As the Traveler is being interrogated, he tells the other stories in Satanic Hispanics, which he has collected over his lengthy stay being alive, including tales about portals to other worlds, mythical creatures, vampires, the undead, and my personal favorite, Brugues’s “The Hammer of Zanzibar,” starring Jonah Ray Rodrigues, about a demon with a large… “hammer,” which can be used as a weapon against other such supernatural creatures.
Watching the film is cathartic in many ways. Not only does it feature talented Latino filmmakers behind the camera, but most of the actors are Hispanic, and some of the stories are drawn from Latin American folklore and legends. Satanic Hispanics also embraces the cinematic tones often found in Latin cinema.
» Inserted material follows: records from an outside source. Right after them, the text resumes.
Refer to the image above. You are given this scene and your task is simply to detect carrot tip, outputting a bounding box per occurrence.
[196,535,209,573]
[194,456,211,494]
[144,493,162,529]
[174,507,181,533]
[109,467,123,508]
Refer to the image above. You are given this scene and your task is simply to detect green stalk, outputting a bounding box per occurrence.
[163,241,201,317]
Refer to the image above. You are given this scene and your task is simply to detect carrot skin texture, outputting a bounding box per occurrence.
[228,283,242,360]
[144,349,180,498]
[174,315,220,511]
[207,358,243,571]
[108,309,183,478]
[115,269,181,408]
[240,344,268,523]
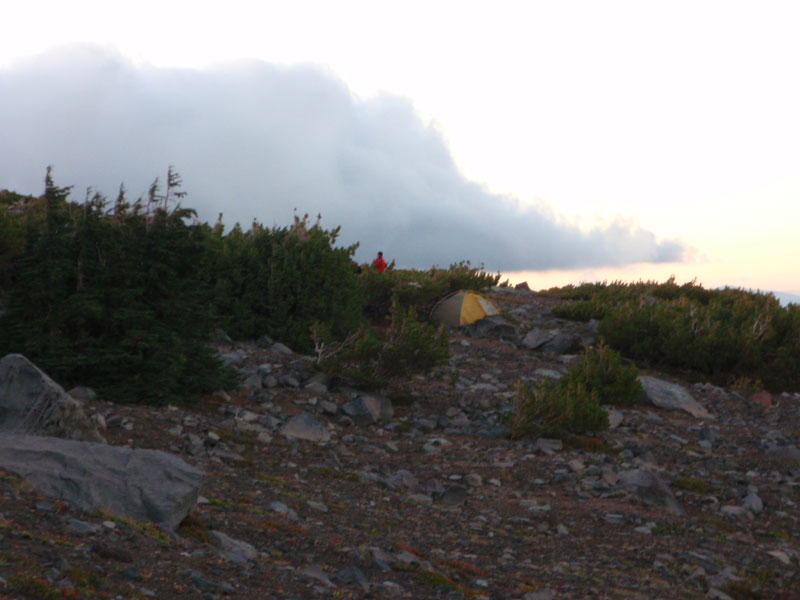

For example, Sanchez’s “El Vampiro” is a straight-up comedy, featuring a reckless bloodsucker prowling the streets on Halloween night because he doesn’t stand out and getting dangerously close to getting caught outside when the sun rises because he forgot to reset his watch for the autumn time change.
“Tambien Lo Vi” delivers a classic and sometimes genuinely scary ghost story, while “Nahuales” brings a surreal edge to a culturally specific folk horror yarn. And Mendez’s through-line serves as a complete and quite compelling fifth part to this anthology that isn’t just there to spin off the others but acts as its own tense, action-packed segment. Like most horror anthologies, not all of the chapters work as well as the others. Some are slow or just not that scary, but there’s something about bringing all of this talent into one place that makes for a unique horror experience. Despite the very different tones of each piece of Satanic Hispanics, it does feel strangely unified and beautifully realized.
The film opens in theaters September 14.